The other reason for my enthusiasm was the arrival of Jaguar’s flagship grand tourer, the XK. Some of the finer details were dangled before my nose – 5.0l V8, 0-100kph in 5.5s, 250kph top speed – before the keys were dropped into my lap. Well, my heart is not made of stone, so…
To maintain the British flavour, a trip to the Al Bahia coast in neighbouring Abu Dhabi seemed appropriate. Having donned my driving gloves and received instructions from the satnav girl, I set out.
An opening forty-minute highway run left plenty of time to enjoy the XK’s luxurious interior. The veneer of yesteryear Jags is long gone, beautiful leather upholstery now de-rigeur. A gear-lever that rises out of the centre tunnel and a trigger-esque handbrake complete the uncomplicated centre console. Thankfully, the infotainment system is similarly straightforward. Get the lumbar settings on your seat to your exacting standards, stick the XK in Comfort mode, and you’ll probably not want to get out.
Thanks to muted road noise, kilometres click past all too easily. But eventually highway boredom kicks in, and I peel off at a junction leading to…well, actually, I’m not sure. Abu Dhabi’s ongoing development does confuse the satnav girl temporarily: on-screen at least, I appear to be driving through the dunes. Soon after, the coastline hoves into view, and this seems a good time to get some sea air.
There are cosmetic tilts towards sportiness on the exterior, such as the grooved bonnet, chrome-bedecked air inlets and two walloping exhausts. This is no XFR playmate, but the low sloping roofline and stylish contours only make this harder to remember. The XK is very pretty.

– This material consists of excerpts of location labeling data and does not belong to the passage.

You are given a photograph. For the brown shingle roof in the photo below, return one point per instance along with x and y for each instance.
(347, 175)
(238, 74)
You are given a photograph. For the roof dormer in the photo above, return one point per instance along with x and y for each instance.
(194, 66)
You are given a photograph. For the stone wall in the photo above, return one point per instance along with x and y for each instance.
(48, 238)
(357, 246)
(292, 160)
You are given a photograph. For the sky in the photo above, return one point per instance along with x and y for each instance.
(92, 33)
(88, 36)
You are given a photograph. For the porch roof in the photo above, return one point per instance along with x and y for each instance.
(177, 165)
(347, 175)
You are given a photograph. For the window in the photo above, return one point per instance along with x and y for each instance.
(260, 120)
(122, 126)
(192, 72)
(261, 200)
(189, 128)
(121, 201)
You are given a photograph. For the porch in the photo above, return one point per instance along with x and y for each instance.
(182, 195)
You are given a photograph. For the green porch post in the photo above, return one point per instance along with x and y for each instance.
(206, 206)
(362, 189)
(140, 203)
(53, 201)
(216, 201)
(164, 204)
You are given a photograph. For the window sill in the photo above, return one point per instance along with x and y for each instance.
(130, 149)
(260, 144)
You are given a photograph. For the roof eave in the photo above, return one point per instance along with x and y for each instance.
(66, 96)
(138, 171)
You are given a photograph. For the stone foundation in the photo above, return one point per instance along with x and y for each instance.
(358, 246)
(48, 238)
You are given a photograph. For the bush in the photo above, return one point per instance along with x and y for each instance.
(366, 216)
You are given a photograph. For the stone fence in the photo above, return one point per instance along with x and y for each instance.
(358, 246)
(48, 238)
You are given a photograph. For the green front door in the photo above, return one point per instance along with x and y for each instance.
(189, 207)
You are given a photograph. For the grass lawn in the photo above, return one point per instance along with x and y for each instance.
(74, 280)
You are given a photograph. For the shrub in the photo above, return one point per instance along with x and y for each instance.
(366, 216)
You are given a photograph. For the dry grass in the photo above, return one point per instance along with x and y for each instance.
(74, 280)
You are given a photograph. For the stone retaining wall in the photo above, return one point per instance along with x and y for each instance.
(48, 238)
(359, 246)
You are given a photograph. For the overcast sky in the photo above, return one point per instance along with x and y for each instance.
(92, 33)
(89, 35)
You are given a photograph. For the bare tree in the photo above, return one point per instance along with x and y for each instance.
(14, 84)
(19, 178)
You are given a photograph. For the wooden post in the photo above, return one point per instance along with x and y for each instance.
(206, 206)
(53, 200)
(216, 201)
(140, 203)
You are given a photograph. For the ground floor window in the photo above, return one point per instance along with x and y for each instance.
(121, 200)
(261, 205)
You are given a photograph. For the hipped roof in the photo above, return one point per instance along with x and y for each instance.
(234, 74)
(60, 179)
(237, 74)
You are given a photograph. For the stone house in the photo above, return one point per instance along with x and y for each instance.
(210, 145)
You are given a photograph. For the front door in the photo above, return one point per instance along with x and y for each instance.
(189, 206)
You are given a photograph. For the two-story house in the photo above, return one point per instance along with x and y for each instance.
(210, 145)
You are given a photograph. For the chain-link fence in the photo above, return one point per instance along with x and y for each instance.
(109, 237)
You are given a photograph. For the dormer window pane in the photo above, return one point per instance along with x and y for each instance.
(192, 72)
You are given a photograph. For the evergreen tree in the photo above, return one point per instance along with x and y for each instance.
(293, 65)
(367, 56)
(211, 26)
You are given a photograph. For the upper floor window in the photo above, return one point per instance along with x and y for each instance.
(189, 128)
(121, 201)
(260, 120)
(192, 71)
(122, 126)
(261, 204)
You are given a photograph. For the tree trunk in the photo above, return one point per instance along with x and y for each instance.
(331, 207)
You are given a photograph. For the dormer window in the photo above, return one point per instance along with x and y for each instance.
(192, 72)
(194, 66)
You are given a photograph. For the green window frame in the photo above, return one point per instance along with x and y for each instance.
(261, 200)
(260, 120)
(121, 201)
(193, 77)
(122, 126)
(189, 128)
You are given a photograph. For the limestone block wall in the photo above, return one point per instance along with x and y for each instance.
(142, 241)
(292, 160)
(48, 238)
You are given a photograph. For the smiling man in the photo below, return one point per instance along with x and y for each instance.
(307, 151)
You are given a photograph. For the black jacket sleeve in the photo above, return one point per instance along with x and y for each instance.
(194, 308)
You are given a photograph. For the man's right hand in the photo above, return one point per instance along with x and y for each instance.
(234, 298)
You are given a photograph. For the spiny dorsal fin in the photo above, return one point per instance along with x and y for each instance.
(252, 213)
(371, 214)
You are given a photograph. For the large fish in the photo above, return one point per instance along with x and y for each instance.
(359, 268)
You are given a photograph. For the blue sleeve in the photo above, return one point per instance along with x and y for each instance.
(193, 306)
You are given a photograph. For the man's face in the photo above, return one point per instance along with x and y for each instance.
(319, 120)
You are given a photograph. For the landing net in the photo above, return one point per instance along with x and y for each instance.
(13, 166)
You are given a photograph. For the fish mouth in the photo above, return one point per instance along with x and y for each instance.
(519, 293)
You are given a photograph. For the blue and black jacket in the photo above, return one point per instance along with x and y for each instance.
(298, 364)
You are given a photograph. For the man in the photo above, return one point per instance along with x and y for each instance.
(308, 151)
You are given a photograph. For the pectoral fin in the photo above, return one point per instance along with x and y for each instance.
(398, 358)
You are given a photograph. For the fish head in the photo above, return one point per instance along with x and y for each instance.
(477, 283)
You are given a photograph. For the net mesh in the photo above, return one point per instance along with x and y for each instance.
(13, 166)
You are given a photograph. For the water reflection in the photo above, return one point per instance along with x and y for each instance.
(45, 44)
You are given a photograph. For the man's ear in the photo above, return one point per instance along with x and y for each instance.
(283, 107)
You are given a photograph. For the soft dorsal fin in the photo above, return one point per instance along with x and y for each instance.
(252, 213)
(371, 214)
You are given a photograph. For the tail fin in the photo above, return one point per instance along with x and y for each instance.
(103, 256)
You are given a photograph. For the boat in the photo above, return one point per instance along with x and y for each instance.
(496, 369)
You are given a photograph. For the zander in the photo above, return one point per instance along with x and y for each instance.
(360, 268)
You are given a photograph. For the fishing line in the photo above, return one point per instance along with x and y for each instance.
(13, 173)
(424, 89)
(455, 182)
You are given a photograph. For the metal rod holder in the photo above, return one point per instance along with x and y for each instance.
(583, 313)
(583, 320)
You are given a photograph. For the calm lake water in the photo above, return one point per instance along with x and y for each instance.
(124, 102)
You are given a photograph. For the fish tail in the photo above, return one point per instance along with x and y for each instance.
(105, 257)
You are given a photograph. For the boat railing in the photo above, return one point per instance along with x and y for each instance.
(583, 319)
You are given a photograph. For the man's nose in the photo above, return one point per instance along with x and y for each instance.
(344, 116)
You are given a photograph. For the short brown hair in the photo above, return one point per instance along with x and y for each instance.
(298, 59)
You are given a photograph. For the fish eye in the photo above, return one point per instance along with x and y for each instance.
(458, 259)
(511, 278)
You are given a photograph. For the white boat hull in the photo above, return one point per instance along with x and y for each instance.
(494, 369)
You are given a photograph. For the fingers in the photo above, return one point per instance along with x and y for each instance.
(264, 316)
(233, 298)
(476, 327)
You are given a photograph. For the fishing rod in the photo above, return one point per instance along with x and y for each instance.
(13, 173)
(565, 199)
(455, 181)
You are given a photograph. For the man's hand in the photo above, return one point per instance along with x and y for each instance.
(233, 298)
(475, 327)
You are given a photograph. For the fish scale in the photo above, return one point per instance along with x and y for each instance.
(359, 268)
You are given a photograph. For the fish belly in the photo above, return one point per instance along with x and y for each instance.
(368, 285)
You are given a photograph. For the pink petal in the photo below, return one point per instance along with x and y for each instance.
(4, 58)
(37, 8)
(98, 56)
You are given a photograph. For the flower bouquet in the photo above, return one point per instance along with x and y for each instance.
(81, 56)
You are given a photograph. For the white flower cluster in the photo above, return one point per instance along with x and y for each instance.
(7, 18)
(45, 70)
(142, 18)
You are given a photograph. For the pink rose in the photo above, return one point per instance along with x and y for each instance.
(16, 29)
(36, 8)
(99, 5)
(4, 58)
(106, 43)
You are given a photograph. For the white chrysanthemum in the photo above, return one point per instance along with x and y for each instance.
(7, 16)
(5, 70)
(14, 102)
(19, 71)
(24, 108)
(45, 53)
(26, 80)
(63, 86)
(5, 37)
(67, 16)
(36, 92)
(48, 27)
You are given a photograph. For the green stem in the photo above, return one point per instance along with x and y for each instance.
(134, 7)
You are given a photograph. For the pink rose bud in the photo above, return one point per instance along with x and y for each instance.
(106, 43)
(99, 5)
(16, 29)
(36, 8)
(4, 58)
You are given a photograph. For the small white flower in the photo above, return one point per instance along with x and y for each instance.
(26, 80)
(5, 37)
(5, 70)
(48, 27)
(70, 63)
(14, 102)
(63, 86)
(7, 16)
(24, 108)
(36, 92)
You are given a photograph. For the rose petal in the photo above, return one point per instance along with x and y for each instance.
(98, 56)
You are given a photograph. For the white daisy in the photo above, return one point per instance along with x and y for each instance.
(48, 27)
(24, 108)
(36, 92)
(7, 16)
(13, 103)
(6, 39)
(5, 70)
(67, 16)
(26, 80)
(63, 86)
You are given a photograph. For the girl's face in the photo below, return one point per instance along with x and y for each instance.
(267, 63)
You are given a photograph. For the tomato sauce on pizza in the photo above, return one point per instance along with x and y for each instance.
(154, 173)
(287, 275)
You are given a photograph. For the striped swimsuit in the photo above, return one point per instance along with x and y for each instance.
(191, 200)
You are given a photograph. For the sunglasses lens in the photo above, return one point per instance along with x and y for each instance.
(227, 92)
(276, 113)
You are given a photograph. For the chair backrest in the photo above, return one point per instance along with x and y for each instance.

Winding country lanes are in short supply, so a 5km stretch of road with intermittent roundabouts is our venue for some hooning. But first, I fire the Big Cat into life: a roar on start-up goes nicely with the prominent ‘growl’ on the overrun.
Locked in Sport mode, the XK launches into roundabouts with vim and enthusiasm. Sometimes too much: the front can wash wide if pushed too far, and on dusty roads the Jaguar becomes a bit tail happy. Let’s not forget the XK weighs close to two tonnes.
By and large though, ample weight to the steering means the XK is surprisingly nimble and quick-fire gear changes produce linear rather than violent acceleration. Lower your eyes to the speedometer and your eyebrows may go the other way. Bizarrely the only violence comes when the anchor is thrown: the brakes are very good. I lose two hours effortlessly.
And that’s just the point. This afternoon isn’t about performance (and the XK is hardly lacking), but taking a drive simply for the sake of it. And the Jaguar has helped my nostalgia no end. All that remains is a traditional Sunday picnic: red and white checked tablecloth, cucumber sandwiches and ginger ale. My gas station samosa and can of Red Bull may not quite complete the picture.